Background.— Reversible changes in brain magnetic resonance imaging (MRI) weighted in diffusion-weighted images (DWI) and apparent water diffusion coefficient (ADC) maps have been reported in acute stroke, epilepsy, eclampsia, and hypoglycemia, but they are contradictory regarding to migraine aura.
Objective.— A 41-year-old woman with known basilar migraine for 5 years consulted about a persistent visual aura (visual snow phenomenon) plus bilateral paresthesias in the extremities for 4 days. The headache was treated with success with 10 mg of wafer rizatriptan and 600 mg of ibuprophen.
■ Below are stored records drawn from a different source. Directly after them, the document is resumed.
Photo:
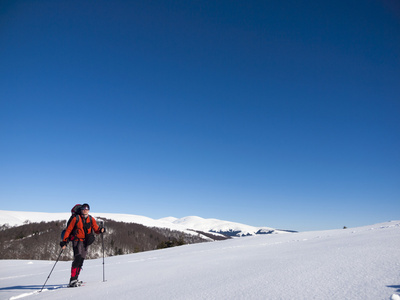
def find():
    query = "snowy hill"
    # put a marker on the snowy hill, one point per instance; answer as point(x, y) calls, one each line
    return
point(219, 226)
point(186, 224)
point(359, 263)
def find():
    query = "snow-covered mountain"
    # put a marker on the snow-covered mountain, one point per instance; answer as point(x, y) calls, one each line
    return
point(355, 263)
point(186, 224)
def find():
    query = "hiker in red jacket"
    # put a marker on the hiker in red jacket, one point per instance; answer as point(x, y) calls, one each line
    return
point(80, 232)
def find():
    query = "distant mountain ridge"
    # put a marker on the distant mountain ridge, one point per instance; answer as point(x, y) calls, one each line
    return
point(190, 224)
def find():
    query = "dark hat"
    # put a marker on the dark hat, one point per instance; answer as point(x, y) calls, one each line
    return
point(85, 205)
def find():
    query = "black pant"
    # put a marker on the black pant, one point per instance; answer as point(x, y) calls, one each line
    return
point(80, 251)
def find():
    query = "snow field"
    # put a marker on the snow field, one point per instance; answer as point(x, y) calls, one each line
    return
point(361, 263)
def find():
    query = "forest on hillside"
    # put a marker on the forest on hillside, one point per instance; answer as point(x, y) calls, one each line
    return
point(40, 241)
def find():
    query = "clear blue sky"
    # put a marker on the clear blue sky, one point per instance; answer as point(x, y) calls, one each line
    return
point(269, 113)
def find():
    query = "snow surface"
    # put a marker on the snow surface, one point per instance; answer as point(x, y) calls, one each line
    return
point(14, 218)
point(358, 263)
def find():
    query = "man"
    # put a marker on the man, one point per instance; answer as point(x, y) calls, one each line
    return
point(80, 229)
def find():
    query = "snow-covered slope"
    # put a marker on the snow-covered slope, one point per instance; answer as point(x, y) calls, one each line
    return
point(359, 263)
point(186, 224)
point(219, 226)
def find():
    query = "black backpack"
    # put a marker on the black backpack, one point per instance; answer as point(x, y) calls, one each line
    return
point(75, 213)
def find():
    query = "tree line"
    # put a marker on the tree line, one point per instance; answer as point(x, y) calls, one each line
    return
point(40, 241)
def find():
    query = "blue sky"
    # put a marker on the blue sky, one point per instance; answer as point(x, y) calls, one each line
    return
point(268, 113)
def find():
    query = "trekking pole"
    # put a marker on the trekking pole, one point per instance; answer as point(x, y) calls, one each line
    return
point(102, 242)
point(52, 270)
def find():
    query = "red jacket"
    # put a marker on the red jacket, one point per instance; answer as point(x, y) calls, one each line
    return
point(80, 232)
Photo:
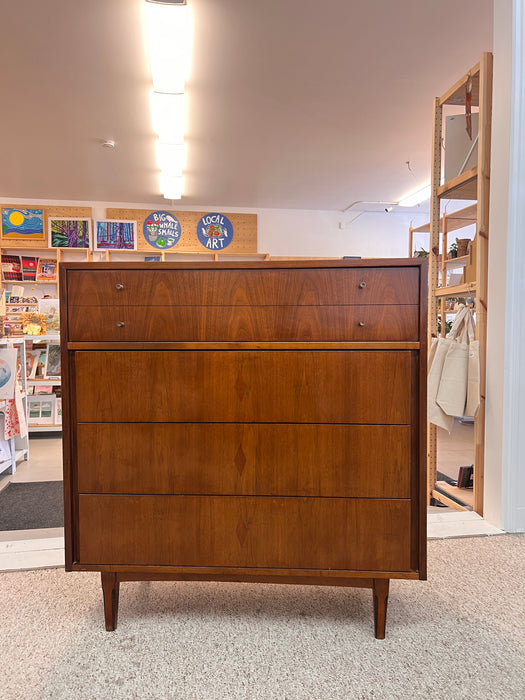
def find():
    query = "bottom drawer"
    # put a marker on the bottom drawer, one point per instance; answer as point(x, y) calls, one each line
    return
point(245, 531)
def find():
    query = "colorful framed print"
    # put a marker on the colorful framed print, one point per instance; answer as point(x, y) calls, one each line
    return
point(113, 234)
point(23, 224)
point(69, 233)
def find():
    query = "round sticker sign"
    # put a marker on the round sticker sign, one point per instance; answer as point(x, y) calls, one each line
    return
point(161, 229)
point(215, 231)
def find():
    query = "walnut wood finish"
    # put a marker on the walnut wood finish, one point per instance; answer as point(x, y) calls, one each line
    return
point(245, 459)
point(235, 386)
point(362, 323)
point(240, 287)
point(242, 426)
point(246, 531)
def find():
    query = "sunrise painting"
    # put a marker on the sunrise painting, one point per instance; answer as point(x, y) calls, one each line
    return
point(23, 224)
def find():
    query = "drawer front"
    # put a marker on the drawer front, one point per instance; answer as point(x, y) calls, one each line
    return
point(243, 386)
point(244, 287)
point(236, 531)
point(243, 323)
point(244, 459)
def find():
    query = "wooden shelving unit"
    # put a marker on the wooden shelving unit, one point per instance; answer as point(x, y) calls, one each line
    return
point(473, 185)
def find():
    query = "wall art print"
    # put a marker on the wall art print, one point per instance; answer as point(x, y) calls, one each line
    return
point(69, 233)
point(162, 229)
point(215, 231)
point(23, 224)
point(114, 234)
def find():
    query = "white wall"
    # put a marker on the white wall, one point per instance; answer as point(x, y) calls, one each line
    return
point(297, 232)
point(499, 196)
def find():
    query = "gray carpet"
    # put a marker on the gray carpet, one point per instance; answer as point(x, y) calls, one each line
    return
point(458, 635)
point(32, 505)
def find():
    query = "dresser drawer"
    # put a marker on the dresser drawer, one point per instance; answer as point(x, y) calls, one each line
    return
point(243, 287)
point(242, 386)
point(244, 323)
point(244, 459)
point(237, 531)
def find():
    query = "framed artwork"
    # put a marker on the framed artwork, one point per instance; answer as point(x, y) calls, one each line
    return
point(46, 270)
point(113, 234)
point(69, 233)
point(52, 369)
point(23, 224)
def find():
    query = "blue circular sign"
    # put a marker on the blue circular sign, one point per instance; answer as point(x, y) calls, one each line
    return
point(215, 231)
point(161, 229)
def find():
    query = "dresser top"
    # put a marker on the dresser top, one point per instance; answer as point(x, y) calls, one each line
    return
point(247, 264)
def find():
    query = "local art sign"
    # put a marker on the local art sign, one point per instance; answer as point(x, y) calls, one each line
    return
point(162, 229)
point(215, 231)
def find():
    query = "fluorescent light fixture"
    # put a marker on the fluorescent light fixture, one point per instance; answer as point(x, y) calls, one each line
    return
point(415, 197)
point(168, 116)
point(171, 186)
point(169, 30)
point(171, 157)
point(169, 38)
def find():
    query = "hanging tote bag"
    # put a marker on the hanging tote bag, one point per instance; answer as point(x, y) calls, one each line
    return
point(452, 392)
point(436, 360)
point(473, 395)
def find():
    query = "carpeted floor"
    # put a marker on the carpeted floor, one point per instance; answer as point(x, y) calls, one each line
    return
point(31, 505)
point(458, 635)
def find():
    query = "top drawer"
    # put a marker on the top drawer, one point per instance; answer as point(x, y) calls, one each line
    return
point(252, 287)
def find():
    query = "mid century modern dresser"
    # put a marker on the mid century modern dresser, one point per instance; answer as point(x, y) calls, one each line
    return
point(255, 421)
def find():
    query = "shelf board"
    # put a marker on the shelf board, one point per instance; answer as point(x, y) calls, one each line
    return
point(464, 186)
point(464, 498)
point(456, 290)
point(50, 336)
point(458, 262)
point(456, 220)
point(457, 93)
point(43, 382)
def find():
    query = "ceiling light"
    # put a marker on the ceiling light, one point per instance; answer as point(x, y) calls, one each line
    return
point(415, 197)
point(168, 28)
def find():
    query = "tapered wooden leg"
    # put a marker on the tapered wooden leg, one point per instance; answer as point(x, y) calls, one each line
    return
point(110, 589)
point(380, 590)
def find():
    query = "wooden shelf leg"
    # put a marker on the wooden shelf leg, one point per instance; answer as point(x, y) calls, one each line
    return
point(110, 589)
point(380, 590)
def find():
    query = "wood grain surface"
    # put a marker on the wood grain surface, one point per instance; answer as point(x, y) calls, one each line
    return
point(304, 533)
point(243, 287)
point(243, 323)
point(246, 459)
point(242, 386)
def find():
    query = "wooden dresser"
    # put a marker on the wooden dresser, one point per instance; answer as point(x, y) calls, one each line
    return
point(259, 421)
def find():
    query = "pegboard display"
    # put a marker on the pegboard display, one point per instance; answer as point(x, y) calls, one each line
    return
point(244, 240)
point(53, 211)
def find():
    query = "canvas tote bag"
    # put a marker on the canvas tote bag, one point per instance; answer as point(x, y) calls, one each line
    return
point(436, 361)
point(452, 392)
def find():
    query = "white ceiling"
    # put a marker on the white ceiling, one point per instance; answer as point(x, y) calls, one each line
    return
point(292, 103)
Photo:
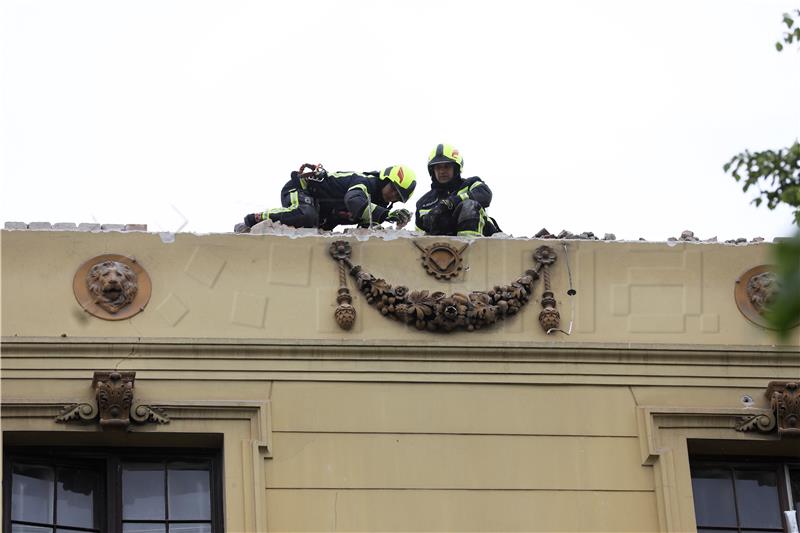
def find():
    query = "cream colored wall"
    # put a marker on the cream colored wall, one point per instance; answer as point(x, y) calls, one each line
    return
point(387, 428)
point(283, 289)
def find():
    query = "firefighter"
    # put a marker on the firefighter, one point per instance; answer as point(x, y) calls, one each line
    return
point(318, 199)
point(454, 205)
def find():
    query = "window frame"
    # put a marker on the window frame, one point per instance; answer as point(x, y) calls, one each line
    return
point(108, 460)
point(781, 465)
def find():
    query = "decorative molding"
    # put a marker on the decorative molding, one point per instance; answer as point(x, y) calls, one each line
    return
point(114, 399)
point(784, 399)
point(345, 313)
point(436, 311)
point(112, 287)
point(784, 413)
point(441, 260)
point(31, 415)
point(755, 291)
point(663, 435)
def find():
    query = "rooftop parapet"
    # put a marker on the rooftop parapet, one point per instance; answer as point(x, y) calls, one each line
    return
point(286, 289)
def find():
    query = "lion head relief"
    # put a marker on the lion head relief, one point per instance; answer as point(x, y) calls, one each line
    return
point(762, 290)
point(112, 284)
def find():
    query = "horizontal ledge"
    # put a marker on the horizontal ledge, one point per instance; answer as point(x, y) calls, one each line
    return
point(457, 489)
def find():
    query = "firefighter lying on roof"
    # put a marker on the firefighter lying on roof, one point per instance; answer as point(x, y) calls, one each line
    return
point(317, 199)
point(454, 205)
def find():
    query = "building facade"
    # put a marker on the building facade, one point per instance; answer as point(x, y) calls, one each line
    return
point(207, 383)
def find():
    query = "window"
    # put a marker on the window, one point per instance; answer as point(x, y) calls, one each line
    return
point(125, 491)
point(742, 496)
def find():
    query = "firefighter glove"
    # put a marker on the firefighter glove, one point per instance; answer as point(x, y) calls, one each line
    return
point(401, 217)
point(448, 203)
point(252, 219)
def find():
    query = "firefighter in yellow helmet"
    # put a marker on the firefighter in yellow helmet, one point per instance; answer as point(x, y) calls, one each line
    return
point(455, 205)
point(318, 199)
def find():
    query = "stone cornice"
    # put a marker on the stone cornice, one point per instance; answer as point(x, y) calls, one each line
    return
point(453, 351)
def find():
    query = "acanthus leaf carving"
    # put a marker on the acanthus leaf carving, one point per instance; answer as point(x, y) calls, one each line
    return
point(114, 393)
point(784, 412)
point(75, 411)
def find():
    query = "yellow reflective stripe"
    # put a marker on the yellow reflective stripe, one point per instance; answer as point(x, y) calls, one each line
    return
point(295, 202)
point(366, 216)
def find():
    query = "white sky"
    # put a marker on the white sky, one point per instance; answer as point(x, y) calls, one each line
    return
point(580, 115)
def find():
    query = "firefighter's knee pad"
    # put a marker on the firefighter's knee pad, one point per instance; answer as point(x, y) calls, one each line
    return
point(306, 216)
point(469, 210)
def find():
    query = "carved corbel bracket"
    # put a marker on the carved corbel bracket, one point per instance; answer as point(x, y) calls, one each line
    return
point(784, 397)
point(114, 404)
point(441, 260)
point(437, 311)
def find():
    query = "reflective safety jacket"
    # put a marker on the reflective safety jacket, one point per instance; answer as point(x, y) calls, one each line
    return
point(457, 189)
point(347, 198)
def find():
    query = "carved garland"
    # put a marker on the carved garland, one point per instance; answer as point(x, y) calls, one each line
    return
point(436, 311)
point(114, 397)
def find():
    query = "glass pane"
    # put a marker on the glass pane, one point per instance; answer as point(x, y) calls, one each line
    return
point(143, 491)
point(32, 493)
point(77, 490)
point(794, 479)
point(190, 528)
point(757, 498)
point(144, 528)
point(189, 491)
point(713, 497)
point(19, 528)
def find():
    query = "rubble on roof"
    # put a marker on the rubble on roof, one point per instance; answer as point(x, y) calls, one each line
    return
point(71, 226)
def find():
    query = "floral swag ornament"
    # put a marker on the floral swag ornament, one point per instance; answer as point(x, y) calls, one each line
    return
point(437, 311)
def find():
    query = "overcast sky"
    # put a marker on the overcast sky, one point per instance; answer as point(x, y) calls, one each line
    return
point(581, 115)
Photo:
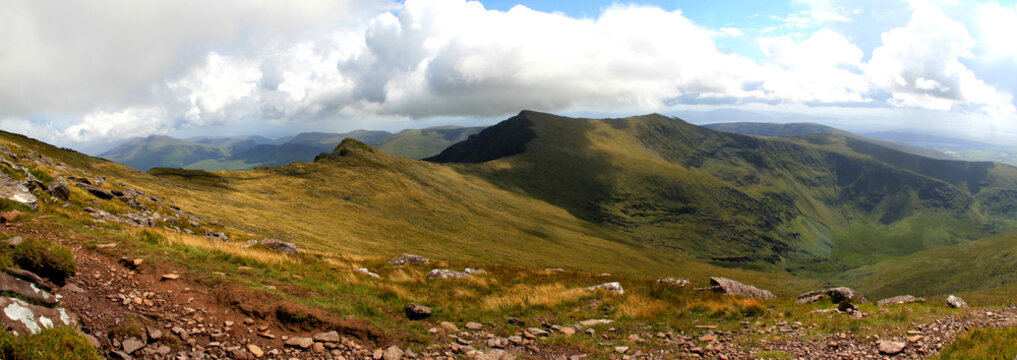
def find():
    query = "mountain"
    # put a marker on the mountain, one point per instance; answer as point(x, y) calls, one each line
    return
point(801, 129)
point(820, 202)
point(420, 143)
point(557, 214)
point(231, 153)
point(158, 151)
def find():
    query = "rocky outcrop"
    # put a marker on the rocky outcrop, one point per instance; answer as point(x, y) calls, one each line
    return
point(836, 295)
point(613, 287)
point(899, 300)
point(410, 259)
point(25, 289)
point(416, 311)
point(677, 283)
point(16, 191)
point(97, 191)
point(956, 302)
point(280, 245)
point(445, 274)
point(58, 188)
point(24, 318)
point(730, 287)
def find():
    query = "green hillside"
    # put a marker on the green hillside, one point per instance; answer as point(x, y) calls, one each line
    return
point(420, 143)
point(733, 198)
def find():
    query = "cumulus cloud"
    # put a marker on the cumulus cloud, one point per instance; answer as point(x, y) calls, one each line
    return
point(919, 64)
point(162, 67)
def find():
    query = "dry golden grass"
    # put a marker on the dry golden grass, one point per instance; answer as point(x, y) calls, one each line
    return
point(523, 296)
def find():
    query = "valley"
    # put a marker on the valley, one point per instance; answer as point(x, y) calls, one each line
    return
point(546, 206)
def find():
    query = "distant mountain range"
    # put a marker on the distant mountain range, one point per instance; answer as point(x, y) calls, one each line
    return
point(242, 153)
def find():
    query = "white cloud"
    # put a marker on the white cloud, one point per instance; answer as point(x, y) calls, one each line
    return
point(919, 64)
point(162, 67)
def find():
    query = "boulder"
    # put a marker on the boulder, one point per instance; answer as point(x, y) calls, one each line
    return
point(97, 191)
point(300, 342)
point(836, 295)
point(417, 312)
point(956, 302)
point(891, 348)
point(9, 284)
point(331, 337)
point(16, 191)
point(899, 300)
point(58, 188)
point(393, 353)
point(280, 245)
point(613, 287)
point(445, 274)
point(677, 283)
point(730, 287)
point(24, 318)
point(410, 259)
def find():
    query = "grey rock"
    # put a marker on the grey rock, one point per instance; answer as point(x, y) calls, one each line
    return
point(27, 290)
point(58, 188)
point(904, 299)
point(16, 191)
point(24, 318)
point(836, 295)
point(730, 287)
point(281, 246)
point(956, 302)
point(613, 287)
point(677, 283)
point(416, 311)
point(130, 345)
point(409, 259)
point(330, 337)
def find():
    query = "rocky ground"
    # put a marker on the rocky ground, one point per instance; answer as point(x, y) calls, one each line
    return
point(131, 308)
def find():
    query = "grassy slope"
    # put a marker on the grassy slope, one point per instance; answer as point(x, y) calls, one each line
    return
point(731, 197)
point(420, 143)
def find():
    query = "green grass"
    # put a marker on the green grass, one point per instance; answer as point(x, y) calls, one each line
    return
point(52, 344)
point(982, 344)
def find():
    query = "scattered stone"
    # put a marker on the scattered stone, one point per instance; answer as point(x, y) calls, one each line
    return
point(613, 287)
point(280, 245)
point(536, 332)
point(14, 241)
point(255, 350)
point(130, 345)
point(730, 287)
point(154, 334)
point(595, 321)
point(836, 295)
point(409, 259)
point(416, 311)
point(956, 302)
point(300, 342)
point(331, 337)
point(24, 318)
point(393, 353)
point(366, 272)
point(899, 300)
point(677, 283)
point(891, 348)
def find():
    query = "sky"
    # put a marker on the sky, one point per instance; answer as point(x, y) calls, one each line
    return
point(88, 74)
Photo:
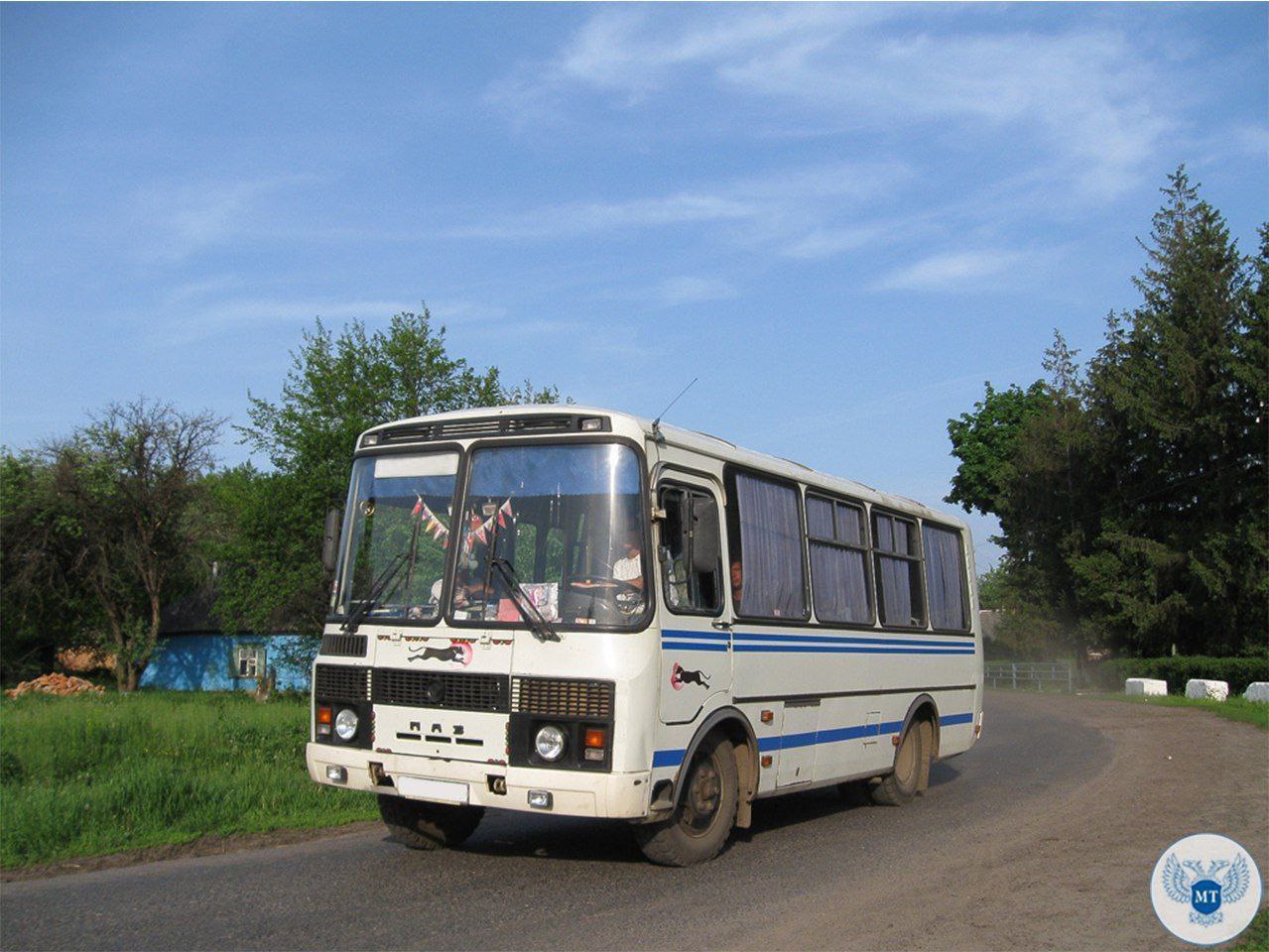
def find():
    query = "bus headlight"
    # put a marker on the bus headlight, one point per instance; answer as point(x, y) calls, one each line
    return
point(345, 724)
point(550, 742)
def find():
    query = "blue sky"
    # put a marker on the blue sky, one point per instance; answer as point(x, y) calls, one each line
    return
point(841, 218)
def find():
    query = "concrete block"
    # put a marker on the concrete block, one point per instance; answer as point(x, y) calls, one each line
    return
point(1258, 691)
point(1208, 690)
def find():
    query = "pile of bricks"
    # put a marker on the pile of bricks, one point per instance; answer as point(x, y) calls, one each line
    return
point(60, 684)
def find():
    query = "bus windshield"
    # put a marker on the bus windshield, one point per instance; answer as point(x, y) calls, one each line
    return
point(396, 532)
point(569, 523)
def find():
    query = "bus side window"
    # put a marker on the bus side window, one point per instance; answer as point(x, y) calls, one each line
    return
point(690, 551)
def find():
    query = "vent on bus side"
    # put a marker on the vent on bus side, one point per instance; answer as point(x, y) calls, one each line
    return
point(563, 697)
point(527, 424)
point(344, 646)
point(341, 682)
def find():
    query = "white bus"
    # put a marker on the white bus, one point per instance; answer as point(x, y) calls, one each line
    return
point(581, 613)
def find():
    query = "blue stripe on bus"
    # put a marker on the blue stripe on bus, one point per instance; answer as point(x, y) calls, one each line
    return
point(851, 639)
point(811, 645)
point(846, 650)
point(831, 736)
point(695, 646)
point(683, 633)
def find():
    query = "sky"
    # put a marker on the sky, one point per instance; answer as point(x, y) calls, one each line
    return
point(842, 218)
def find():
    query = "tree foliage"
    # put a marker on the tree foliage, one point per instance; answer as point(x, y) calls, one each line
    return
point(100, 530)
point(337, 386)
point(1133, 492)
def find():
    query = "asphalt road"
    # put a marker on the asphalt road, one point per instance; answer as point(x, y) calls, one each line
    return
point(527, 882)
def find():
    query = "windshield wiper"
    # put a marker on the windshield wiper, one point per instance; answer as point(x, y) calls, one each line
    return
point(372, 597)
point(533, 618)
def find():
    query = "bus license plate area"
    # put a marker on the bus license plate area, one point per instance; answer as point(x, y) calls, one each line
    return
point(427, 788)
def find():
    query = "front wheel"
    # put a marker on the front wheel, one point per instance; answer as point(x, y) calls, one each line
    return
point(422, 825)
point(699, 825)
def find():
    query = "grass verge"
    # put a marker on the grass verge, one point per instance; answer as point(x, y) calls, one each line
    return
point(1256, 936)
point(1233, 709)
point(91, 774)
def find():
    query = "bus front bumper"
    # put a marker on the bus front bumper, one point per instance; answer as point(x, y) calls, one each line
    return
point(572, 792)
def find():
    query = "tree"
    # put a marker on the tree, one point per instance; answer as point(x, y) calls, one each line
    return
point(109, 523)
point(1133, 495)
point(44, 605)
point(985, 442)
point(1182, 551)
point(337, 386)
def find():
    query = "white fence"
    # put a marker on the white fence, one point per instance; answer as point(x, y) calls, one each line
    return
point(1031, 675)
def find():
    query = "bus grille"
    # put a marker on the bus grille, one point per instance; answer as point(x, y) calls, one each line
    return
point(438, 688)
point(563, 697)
point(344, 646)
point(341, 682)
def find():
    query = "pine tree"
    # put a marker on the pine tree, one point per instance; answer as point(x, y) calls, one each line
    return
point(1181, 555)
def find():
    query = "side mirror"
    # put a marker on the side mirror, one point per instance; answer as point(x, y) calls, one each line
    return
point(704, 536)
point(330, 538)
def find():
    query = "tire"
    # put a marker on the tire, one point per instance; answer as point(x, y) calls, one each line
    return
point(701, 820)
point(900, 784)
point(423, 825)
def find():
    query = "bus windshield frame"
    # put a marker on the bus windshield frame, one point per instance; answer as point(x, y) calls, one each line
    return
point(570, 577)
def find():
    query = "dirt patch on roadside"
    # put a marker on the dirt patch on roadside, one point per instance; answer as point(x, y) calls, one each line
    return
point(203, 846)
point(1074, 874)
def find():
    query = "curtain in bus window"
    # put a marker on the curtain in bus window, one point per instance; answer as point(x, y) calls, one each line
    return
point(819, 518)
point(770, 545)
point(896, 591)
point(895, 577)
point(840, 590)
point(945, 578)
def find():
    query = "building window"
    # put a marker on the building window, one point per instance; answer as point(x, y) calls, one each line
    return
point(945, 578)
point(767, 574)
point(839, 560)
point(897, 549)
point(249, 661)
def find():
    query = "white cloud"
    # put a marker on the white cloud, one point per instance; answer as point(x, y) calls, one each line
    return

Methods.— The neurologic and ophthalmologic examination were normal. An urgent brain MRI detected no lesions in T1, T2, fluid-attenuated inversion recovery, and DWI, but an abnormal signal appeared in the left occipital lobe in ADC and (r)ADC maps. The brain MRI angiography, carotid ultrasound study, transesophageal echocardiography, 24-hour cardiac Holter monitoring, and thrombophilia study were normal.
Results.— A new brain MRI 8 days after did not show any previous lesion in the same sequences.
Conclusions.— We present a patient with migraine and transitory abnormal signals in the ADC map of an occipital region during persistent visual aura. The clinical-radiological relationship is congruent. Some similar cases have showed these MRI signals during the aura, suggesting cytotoxic edema, without ischemic lesions in the MRI controls. Theses ADC images probably appear in complex auras.